Privatizing The Commons

As we're going through a period of renewed privatization of the commons, I thought these articles had some interesting historical background.

The Things We Forgot to Remember

Nearly 800 years after it was signed, Magna Carta is still venerated as the bedrock of English justice and liberty. Yet its impact was a good deal less far-reaching than is popularly believed. Another document, signed two years after Magna Carta, was the true charter for the common man.

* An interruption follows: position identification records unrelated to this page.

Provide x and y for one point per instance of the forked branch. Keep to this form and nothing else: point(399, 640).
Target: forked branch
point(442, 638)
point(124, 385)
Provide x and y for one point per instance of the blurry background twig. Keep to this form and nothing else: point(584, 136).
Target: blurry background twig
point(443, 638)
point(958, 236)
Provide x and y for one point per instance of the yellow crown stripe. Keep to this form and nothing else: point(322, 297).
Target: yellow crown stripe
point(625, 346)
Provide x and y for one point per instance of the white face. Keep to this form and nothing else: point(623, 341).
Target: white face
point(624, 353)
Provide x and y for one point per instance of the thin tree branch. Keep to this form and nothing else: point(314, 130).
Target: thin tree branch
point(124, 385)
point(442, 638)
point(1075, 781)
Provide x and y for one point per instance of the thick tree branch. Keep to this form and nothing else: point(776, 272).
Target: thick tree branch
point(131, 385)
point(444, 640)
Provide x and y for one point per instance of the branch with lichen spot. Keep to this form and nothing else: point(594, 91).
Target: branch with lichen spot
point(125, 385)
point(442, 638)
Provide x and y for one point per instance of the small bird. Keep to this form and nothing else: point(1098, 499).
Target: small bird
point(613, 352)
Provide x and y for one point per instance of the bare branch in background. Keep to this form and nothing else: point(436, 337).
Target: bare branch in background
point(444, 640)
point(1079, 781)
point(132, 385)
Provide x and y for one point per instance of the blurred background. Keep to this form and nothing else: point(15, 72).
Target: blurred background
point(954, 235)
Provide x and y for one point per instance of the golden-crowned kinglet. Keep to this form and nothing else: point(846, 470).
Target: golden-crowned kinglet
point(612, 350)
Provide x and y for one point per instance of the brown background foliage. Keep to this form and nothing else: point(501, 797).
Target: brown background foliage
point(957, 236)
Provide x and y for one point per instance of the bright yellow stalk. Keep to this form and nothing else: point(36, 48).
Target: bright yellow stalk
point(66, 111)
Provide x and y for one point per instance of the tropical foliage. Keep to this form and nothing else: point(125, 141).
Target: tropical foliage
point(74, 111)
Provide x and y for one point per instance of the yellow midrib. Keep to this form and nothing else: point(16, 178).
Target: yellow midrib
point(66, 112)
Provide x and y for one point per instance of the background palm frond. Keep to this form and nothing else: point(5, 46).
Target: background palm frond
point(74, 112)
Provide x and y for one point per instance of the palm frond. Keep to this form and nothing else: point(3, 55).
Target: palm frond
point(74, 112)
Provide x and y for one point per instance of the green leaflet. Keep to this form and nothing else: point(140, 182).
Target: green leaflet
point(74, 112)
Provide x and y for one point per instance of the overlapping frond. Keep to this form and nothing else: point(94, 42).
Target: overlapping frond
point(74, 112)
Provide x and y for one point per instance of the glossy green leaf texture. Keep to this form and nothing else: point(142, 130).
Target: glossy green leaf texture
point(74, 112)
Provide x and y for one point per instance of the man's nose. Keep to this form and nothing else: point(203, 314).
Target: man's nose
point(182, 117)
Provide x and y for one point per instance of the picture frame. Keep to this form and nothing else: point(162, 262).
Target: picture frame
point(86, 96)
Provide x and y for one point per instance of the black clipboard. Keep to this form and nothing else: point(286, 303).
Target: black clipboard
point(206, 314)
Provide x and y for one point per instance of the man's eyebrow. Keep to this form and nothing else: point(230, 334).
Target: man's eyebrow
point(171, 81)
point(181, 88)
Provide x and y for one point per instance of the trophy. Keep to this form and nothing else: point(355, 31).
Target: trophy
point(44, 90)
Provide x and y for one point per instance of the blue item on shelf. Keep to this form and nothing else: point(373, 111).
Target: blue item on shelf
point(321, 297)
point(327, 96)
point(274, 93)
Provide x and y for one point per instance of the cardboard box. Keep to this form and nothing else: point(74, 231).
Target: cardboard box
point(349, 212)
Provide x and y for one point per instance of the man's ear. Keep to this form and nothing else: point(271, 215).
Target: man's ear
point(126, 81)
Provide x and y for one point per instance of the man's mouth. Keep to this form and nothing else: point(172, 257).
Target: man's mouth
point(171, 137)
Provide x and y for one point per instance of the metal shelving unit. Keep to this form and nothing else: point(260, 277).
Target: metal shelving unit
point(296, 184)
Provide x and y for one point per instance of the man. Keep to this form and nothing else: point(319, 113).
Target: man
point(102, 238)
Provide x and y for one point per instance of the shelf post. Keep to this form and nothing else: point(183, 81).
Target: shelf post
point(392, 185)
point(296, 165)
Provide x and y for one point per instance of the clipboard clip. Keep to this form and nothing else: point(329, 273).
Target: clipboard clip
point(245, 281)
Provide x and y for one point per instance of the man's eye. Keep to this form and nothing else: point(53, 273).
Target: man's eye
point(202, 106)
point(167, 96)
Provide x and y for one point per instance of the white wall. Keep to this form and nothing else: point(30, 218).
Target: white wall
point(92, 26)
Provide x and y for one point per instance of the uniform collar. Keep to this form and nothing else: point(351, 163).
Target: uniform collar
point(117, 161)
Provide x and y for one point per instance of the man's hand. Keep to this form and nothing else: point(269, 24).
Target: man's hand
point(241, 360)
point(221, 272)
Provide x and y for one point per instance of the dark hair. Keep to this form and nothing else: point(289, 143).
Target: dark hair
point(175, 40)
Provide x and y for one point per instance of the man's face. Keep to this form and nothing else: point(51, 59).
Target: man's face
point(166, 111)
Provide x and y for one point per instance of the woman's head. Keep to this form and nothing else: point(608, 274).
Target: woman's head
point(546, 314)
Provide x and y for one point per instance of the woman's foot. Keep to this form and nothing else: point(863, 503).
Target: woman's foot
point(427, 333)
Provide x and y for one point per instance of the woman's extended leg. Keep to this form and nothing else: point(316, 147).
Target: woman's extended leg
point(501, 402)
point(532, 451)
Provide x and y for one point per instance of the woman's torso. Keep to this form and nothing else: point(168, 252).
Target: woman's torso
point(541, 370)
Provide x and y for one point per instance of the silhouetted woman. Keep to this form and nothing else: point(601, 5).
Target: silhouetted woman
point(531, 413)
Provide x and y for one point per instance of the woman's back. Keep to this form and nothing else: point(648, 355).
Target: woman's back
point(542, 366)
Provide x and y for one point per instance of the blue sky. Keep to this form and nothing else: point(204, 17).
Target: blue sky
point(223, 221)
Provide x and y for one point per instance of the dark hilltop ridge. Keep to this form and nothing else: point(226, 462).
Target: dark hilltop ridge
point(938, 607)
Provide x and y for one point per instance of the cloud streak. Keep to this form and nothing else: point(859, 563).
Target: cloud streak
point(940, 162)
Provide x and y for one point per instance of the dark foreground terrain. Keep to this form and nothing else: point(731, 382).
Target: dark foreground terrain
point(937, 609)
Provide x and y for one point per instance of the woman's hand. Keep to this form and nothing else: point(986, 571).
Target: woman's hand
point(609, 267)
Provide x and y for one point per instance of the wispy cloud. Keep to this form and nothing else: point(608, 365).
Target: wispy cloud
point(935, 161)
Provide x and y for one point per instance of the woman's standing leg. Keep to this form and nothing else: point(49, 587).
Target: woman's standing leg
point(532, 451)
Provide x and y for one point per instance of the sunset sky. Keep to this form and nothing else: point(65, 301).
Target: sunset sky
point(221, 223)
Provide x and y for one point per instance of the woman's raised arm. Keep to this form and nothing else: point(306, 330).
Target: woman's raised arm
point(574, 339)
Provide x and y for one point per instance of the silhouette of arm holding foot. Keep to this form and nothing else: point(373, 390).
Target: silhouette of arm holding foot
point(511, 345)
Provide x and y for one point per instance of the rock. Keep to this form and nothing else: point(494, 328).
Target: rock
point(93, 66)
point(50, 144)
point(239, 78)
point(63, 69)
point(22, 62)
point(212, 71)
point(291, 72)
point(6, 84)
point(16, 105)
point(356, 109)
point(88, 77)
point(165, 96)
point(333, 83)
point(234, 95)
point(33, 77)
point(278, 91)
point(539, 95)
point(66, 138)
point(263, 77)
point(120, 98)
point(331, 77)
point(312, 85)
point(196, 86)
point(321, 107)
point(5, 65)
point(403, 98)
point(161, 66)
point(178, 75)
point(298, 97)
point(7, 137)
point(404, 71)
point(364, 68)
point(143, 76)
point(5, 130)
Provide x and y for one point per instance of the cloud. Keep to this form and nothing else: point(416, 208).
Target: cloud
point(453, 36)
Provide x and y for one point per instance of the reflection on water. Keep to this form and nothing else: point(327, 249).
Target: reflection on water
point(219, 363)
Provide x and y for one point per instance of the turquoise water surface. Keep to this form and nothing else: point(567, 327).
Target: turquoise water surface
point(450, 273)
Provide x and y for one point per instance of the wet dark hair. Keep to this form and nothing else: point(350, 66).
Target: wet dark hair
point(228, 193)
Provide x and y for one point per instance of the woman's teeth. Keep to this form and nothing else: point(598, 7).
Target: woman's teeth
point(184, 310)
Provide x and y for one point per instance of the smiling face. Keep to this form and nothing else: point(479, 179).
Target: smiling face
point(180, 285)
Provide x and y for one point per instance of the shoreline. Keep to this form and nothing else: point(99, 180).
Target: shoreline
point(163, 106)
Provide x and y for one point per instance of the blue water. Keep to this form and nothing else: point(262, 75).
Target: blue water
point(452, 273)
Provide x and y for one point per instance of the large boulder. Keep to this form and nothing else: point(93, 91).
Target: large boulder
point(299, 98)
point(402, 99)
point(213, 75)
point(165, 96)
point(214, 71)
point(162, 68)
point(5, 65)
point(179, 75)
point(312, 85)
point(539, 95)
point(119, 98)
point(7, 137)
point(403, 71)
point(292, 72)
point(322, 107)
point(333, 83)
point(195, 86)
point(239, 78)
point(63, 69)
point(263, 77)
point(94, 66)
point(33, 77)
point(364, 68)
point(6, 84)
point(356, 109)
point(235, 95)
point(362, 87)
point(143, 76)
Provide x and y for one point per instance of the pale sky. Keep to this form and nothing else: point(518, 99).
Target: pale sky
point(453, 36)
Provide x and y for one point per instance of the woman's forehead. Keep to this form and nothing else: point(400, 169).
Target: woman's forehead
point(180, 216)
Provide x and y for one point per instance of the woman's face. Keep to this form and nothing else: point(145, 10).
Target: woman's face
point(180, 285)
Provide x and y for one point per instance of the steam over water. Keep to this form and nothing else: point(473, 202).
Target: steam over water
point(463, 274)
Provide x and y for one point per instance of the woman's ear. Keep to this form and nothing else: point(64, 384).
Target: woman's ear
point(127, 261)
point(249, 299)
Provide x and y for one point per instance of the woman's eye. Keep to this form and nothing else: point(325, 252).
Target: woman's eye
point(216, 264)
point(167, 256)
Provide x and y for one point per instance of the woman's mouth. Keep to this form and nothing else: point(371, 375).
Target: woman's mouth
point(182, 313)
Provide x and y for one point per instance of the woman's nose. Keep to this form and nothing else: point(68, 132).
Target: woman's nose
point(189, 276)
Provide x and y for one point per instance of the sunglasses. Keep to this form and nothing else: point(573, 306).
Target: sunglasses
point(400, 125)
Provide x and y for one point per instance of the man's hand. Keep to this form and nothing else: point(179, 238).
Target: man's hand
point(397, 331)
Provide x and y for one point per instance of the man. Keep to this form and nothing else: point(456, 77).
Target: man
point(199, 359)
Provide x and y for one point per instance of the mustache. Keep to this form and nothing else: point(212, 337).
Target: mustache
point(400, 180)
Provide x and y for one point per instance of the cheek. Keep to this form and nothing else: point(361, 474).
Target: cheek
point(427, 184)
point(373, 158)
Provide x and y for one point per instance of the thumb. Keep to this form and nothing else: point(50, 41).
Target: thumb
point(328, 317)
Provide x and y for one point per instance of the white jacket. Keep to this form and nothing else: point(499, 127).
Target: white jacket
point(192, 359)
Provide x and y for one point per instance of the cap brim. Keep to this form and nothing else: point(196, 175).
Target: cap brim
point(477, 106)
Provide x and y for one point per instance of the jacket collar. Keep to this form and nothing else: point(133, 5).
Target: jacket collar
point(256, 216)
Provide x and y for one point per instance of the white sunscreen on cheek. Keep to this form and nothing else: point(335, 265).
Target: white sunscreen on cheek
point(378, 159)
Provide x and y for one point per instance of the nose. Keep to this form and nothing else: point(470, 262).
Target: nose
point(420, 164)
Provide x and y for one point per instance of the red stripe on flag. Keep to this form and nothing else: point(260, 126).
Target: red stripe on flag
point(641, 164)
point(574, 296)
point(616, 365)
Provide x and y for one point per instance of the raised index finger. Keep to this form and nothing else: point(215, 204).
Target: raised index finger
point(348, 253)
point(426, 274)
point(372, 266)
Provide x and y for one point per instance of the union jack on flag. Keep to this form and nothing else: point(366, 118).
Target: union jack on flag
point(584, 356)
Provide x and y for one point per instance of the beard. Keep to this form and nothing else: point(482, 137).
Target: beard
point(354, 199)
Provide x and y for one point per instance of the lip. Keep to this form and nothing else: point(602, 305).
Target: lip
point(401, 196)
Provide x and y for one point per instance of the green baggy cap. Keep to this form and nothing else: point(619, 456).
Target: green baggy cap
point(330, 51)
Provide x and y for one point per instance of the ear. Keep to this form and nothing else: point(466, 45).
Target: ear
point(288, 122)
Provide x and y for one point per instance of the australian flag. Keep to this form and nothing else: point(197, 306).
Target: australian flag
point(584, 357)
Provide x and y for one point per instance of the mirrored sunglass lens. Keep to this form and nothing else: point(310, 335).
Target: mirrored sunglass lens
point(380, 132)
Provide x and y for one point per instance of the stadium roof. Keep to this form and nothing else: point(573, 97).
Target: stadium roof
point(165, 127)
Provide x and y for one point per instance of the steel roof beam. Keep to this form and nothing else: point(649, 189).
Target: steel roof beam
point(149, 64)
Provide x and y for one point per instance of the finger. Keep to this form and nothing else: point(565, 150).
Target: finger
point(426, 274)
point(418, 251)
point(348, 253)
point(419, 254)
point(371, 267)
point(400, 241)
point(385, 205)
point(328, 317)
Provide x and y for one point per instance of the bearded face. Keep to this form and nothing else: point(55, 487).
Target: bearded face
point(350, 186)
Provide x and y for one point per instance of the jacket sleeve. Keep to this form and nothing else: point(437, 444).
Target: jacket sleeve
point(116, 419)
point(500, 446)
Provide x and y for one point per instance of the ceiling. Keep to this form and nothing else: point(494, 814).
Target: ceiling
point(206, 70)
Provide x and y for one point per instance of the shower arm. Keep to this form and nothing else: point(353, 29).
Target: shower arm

http://www.bbc.co.uk/radio4/thingsweforgottoremember/pip/8lj9c/

The Charter of the Forest

The Charter of the Forest is a charter originally sealed in England by the young King Henry III...the charter re-established rights of access to the royal forest for free men that had been eroded by the Conqueror and his heirs...the royal forests were the most important potential source of fuel...pasture...turf... this charter was almost unique in providing a degree of economic protection for free men...

The Charter provided a right of common access to (royal) private lands... It also rolled back the area encompassed by the designation "forest" to that of Henry II's time, essentially freeing up lands that had become more and more restricted as King Richard and King John designated greater and greater areas of land to become royal forest...."forest" in this context didn't necessarily mean treed areas, but could include fields, moor or even farms and villages...

It repealed the death penalty for stealing venison... it also abolished mutilation as a lesser punishment...some clauses in the Laws of Forests remained in force until the 1970s...

http://en.wikipedia.org/wiki/Charter_of_the_Forest

Privatization of the Commons

For centuries the Open Field System was the dominant economic agriculture system of England (and most other places in Europe). Resources were shared in the community and the community regulated its uses....So what brought this system to an end? Contrary to what some would have you believe, it didn't die on its own...it was knifed in the back. And the hundreds of thousands that depended on this system had their livelihoods destroyed...leaving a huge swath of the population homeless, penniless, and without means to feed their families...

When Henry VIII was crowned King in 1509 the country's treasury was in fine shape.... By the 1530's the country was nearly broke. It just so happens that 1531 was the year that Henry VIII declared himself Supreme Head of the Church of England...The following year the Dissolution of the Monasteries became law, as their property was confiscated... Henry...turned around and sold the land to the wealthy Tudor gentry at bargain basement prices...

(note: Every instance of privatizing public assets that I have ever read about, led to those assets being sold at pennies on the dollar to the politically connected wealthy...)

The abbeys were one of the primary sources of charity and medical care in the country, thus gutting the weak safety net that was in place....Henry VIII, now flush with quick cash went on an empire building spree. For two centuries the Irish had been driving the English back towards Dublin...by 1541 the English controlled only an area of 20 miles in radius...The Pale. But that year Henry crowned himself King of Ireland... Combined with the process of buying off Irish Lords, Ireland soon become part of the English Empire...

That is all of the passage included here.